Among the events that winemaker Roman Roth (winemaker of Roanoke Vineyards as well as Wolffer Estates) had to deal with in 2013 were: A hot summer, an earthquake and Hurricane Irene in August, Tropical Storm Lee in September and a Halloween Nor’Easter that brought 2” of snow. The grape harvest at many Long Island Vineyards that year was greatly reduced and a few wineries had certain varieties of grapes totally wiped out. As Queen Elizabeth II famously said in 1992, it was an “Annus horribilis”.
Which leads to the question, is it possible to have a great wine in a bad year? That was the theme of a recent blind tasting at Roanoke Vineyards. In this tasting, we compared three wines from the difficult year of 2011 with two wines from 2013, a year considered by many to be one of the best on Long Island.
For me, most blind tastings are a mix of satisfaction, revelation, embarrassment and enjoyment. And this tasting was no exception. The first order of business was to decide my personal preferences and I gave each wine a score from 0–10. Next, I attempted to determine which were the wines from the challenging year, which is an entirely different objective than just rating my favorite wines. And lastly, I made a guess at the grape variety.
How did I do? Satisfaction: I successfully predicted 3 out of the 5 wines in the 2011 vs 2013 comparison. Revelation: My two favorite wines of the evening were the two Cab Francs and my least favorites were the two Merlots. (Which in retrospect makes perfect sense, as I personally prefer drinking Cab Franc over Merlot.) Embarrassment: I guessed wrong on 5 out of the 6 grape varieties. And of course tasting wine with a group of fellow connoisseurs on a cold winter day was great fun.

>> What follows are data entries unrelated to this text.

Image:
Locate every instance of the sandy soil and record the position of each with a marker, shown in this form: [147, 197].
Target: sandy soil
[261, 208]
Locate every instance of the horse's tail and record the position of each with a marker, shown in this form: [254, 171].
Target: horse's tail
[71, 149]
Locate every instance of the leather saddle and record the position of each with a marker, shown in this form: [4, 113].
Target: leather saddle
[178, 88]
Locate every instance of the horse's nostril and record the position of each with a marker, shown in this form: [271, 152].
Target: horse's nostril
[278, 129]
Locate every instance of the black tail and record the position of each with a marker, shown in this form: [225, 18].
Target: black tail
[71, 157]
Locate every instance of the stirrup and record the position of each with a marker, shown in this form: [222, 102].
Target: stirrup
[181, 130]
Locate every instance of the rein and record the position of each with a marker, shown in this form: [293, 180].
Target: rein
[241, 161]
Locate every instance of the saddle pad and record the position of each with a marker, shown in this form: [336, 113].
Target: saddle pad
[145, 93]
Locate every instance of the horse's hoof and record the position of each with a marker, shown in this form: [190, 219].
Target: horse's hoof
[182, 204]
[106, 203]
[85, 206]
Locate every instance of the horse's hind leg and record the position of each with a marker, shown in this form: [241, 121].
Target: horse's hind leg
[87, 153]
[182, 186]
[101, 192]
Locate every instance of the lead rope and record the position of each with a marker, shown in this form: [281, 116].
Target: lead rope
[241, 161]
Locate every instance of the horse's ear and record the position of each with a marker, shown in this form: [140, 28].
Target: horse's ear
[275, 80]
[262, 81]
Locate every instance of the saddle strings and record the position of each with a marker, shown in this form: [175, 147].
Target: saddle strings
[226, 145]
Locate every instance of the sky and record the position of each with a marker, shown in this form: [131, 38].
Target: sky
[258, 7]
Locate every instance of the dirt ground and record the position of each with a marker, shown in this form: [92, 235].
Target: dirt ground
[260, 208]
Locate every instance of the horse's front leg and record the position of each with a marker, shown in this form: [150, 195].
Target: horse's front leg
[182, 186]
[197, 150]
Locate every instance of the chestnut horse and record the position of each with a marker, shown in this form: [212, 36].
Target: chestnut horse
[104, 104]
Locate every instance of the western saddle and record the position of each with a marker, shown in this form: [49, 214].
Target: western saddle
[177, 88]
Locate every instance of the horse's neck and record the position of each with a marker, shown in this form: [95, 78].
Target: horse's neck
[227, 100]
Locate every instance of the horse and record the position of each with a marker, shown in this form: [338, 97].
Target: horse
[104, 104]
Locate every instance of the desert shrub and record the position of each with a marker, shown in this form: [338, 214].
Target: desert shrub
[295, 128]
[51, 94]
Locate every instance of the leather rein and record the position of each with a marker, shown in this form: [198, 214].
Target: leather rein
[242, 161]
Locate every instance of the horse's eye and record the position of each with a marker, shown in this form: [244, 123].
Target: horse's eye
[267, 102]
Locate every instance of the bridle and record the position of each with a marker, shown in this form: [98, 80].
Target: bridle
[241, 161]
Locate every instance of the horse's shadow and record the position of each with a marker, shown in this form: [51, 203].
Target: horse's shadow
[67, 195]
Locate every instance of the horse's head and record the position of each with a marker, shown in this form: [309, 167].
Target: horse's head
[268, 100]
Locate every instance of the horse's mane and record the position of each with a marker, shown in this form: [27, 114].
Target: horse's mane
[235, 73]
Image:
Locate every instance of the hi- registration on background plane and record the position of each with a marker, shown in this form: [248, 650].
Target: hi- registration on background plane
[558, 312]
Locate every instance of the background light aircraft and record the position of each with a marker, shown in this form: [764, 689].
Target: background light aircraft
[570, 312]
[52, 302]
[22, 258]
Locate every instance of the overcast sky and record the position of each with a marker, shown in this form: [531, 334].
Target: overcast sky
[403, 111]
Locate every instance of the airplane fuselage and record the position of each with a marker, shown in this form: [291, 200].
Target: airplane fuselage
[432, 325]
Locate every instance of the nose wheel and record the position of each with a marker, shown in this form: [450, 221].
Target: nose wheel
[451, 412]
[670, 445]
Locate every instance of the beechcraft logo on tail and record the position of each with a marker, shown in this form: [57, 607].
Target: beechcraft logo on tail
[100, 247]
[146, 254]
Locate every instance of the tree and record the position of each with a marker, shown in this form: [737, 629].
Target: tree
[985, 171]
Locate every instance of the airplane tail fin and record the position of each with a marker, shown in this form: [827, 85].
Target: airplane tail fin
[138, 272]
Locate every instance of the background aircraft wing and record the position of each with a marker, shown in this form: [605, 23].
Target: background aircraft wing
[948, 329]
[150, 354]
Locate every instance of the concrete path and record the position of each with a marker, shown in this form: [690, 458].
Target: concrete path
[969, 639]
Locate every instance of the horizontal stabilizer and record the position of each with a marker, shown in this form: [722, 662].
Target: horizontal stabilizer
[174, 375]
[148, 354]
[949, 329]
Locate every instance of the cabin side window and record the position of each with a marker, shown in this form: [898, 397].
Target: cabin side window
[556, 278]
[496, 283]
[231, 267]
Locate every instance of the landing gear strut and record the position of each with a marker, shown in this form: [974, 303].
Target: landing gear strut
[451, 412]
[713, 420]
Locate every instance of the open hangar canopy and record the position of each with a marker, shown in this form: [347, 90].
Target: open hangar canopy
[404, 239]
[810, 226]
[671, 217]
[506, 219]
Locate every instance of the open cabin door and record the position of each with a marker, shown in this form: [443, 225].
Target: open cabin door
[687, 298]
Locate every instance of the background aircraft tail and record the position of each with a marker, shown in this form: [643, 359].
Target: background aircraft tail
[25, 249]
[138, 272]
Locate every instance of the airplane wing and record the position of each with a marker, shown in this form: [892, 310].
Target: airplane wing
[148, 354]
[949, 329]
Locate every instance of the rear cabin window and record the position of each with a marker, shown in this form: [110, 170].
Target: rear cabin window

And as for the question “Can you have a great wine in a bad year? “, the answer is a resounding yes. Good winemakers cope the best they can when presented with difficult circumstances. But great winemakers are able to produce consistently great wine year after year regardless of the circumstances. While it’s not a bad idea to buy/drink wines from a year that is considered to be a great year, the reality is that great wines can be produced in any given year. If you stick with the Great Years Only strategy, you’ll likely miss out on some hidden gems. Like the Roanoke Vineyards’ Time and Place (a mostly Cabernet Sauvignon red blend) and Gabby’s Cab Franc, both of which are outstanding wines from 2011.